Popte? ecc;ecclesiastical? You may want to fix that.

On the more pertinent subject matter, I'm an athesist, so I don't really view myself as qualified to answer the questions about the Catholic or Protestant faith but I am a large believer in the absolute seperation of church and state.

Lawrence Page said...

There are varying degrees of faith and religious observance in any religion. Many Orthodox Jews consider Conservative or Reform Jews to not be Jews because they do not follow all the commands of the Torah and Talmud: including but not limited to keeping Kosher (no exceptions), shaving, and not wearing a Kepa (Yamaca) all the time to symbolize ones' subservience to God. Of course, the vast majority of Jews in the world are not Orthodox, which raises a similar question: are they Jewish or just pretending to be Jewish?

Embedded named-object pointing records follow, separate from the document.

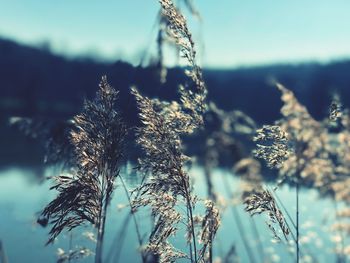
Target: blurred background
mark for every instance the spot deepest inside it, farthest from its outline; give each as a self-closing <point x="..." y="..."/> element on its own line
<point x="53" y="54"/>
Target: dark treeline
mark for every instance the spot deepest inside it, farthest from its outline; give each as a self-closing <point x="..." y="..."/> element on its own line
<point x="36" y="83"/>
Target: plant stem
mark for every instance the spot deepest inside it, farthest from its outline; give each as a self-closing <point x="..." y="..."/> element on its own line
<point x="297" y="217"/>
<point x="138" y="233"/>
<point x="3" y="257"/>
<point x="190" y="210"/>
<point x="238" y="221"/>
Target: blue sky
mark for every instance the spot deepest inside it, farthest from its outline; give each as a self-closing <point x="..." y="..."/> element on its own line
<point x="232" y="33"/>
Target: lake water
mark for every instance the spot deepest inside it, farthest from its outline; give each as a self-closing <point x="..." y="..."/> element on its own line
<point x="22" y="197"/>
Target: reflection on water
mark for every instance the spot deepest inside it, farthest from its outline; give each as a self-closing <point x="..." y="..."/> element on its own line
<point x="21" y="198"/>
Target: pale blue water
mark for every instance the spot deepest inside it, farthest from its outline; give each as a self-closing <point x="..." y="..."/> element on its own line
<point x="21" y="198"/>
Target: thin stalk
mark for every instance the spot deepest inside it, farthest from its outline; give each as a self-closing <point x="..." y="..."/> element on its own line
<point x="190" y="210"/>
<point x="118" y="239"/>
<point x="238" y="222"/>
<point x="138" y="233"/>
<point x="343" y="256"/>
<point x="70" y="245"/>
<point x="101" y="222"/>
<point x="3" y="257"/>
<point x="297" y="216"/>
<point x="257" y="236"/>
<point x="120" y="236"/>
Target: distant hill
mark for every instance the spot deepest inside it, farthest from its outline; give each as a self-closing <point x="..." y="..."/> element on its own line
<point x="37" y="83"/>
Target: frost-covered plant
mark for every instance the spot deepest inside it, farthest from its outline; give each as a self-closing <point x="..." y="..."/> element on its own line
<point x="84" y="195"/>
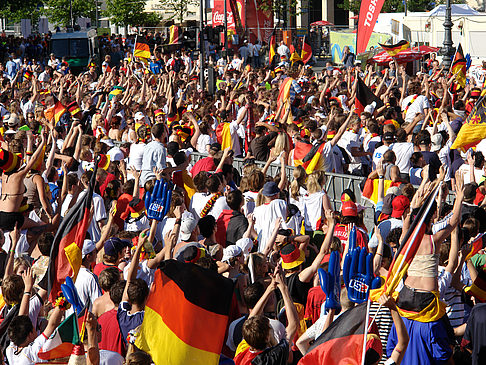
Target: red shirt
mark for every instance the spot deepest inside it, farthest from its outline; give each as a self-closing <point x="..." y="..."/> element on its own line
<point x="341" y="232"/>
<point x="315" y="298"/>
<point x="246" y="357"/>
<point x="111" y="337"/>
<point x="204" y="164"/>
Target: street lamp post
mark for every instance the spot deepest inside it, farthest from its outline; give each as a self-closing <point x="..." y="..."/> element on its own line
<point x="447" y="50"/>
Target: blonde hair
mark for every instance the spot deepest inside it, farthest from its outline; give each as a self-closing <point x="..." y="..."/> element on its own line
<point x="299" y="180"/>
<point x="315" y="182"/>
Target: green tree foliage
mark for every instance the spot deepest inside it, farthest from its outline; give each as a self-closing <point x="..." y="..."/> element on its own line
<point x="126" y="12"/>
<point x="58" y="11"/>
<point x="178" y="7"/>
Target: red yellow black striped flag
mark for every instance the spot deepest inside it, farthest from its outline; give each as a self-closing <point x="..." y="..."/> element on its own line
<point x="393" y="49"/>
<point x="342" y="342"/>
<point x="66" y="256"/>
<point x="186" y="315"/>
<point x="141" y="48"/>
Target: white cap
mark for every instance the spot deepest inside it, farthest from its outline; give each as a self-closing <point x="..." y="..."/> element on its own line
<point x="188" y="224"/>
<point x="436" y="140"/>
<point x="230" y="252"/>
<point x="88" y="247"/>
<point x="246" y="245"/>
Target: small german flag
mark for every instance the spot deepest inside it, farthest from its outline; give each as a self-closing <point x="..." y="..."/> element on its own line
<point x="306" y="53"/>
<point x="27" y="75"/>
<point x="141" y="48"/>
<point x="183" y="300"/>
<point x="392" y="50"/>
<point x="174" y="34"/>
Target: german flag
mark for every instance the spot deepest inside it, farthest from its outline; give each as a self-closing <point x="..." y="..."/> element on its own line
<point x="186" y="315"/>
<point x="141" y="48"/>
<point x="402" y="260"/>
<point x="342" y="342"/>
<point x="364" y="97"/>
<point x="223" y="135"/>
<point x="56" y="111"/>
<point x="65" y="257"/>
<point x="174" y="34"/>
<point x="273" y="49"/>
<point x="393" y="49"/>
<point x="294" y="56"/>
<point x="370" y="189"/>
<point x="458" y="68"/>
<point x="300" y="151"/>
<point x="474" y="129"/>
<point x="306" y="53"/>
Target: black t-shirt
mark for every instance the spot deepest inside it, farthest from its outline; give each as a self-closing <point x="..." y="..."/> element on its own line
<point x="260" y="146"/>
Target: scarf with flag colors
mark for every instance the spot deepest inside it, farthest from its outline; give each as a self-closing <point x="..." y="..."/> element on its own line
<point x="186" y="315"/>
<point x="342" y="342"/>
<point x="458" y="68"/>
<point x="401" y="262"/>
<point x="65" y="257"/>
<point x="141" y="48"/>
<point x="174" y="34"/>
<point x="393" y="49"/>
<point x="55" y="112"/>
<point x="370" y="189"/>
<point x="364" y="97"/>
<point x="474" y="128"/>
<point x="306" y="52"/>
<point x="62" y="341"/>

The answer is somewhat obvious: the majority of Jews in the world might not be Orthodox Jews, but they are still Jewish. Likewise, Kennedy might not have been a strict, fully-compliant Catholic (because he rejected the Medieval edict that the Pope's word on politics was the word of God), but he was certainly a Catholic. Indeed, given how it almost cost him the Presidency, the fact that he did not renounce his Catholicism means more to me than whether or not he followed some antiquated Medieval edict of Catholicism that most modern Catholics have rejected.

Anonymous said...

As a Catholic, it is my perception that not following a direction of the pope does not make one not Catholic unless the Vatican ex-communicates you. The Pope is the head of the church, and his statements on faith are held to be controlling, and where faith intersects with policy a "good" Catholic should obey the Vatican (the Vatican's current unhappiness with Biden's pro-choice stance, which conflicts with the Church's teaching that life begins at conception is an example of how the Pope tries to throw his weight around). Basically there are two things that can be done to a "bad" Catholic...he can be denied communion at Mass, which is a big deal to Catholics, or he can be ex-communicated, or thrown out of the church entirely. You have to mess up very seriously to be ex-communicated. I'm kind of conflating the use of the Pope and the Vatican, which is effectively true but not entirely appropriate. The Vatican refers to the very upper echelon of the church hierarchy as well as the pope himself. As a side note, I would recommend visiting the Vatican's lovely.

Bob said...

"Would a Protestant presidential candidate actually say, in a campaign speech, that he believes in an America where a church, church elders (or God) would not tell the President how to act?"

I think that it will be a long time before a Protestant candidate explicitly snubs God. However, we saw in the past election that Obama had to denounce Jeremiah Wright and McCain had to denounce John Hagee. There seems to be a sense that there are "correct" expressions of Protestantism to which candidates must conform.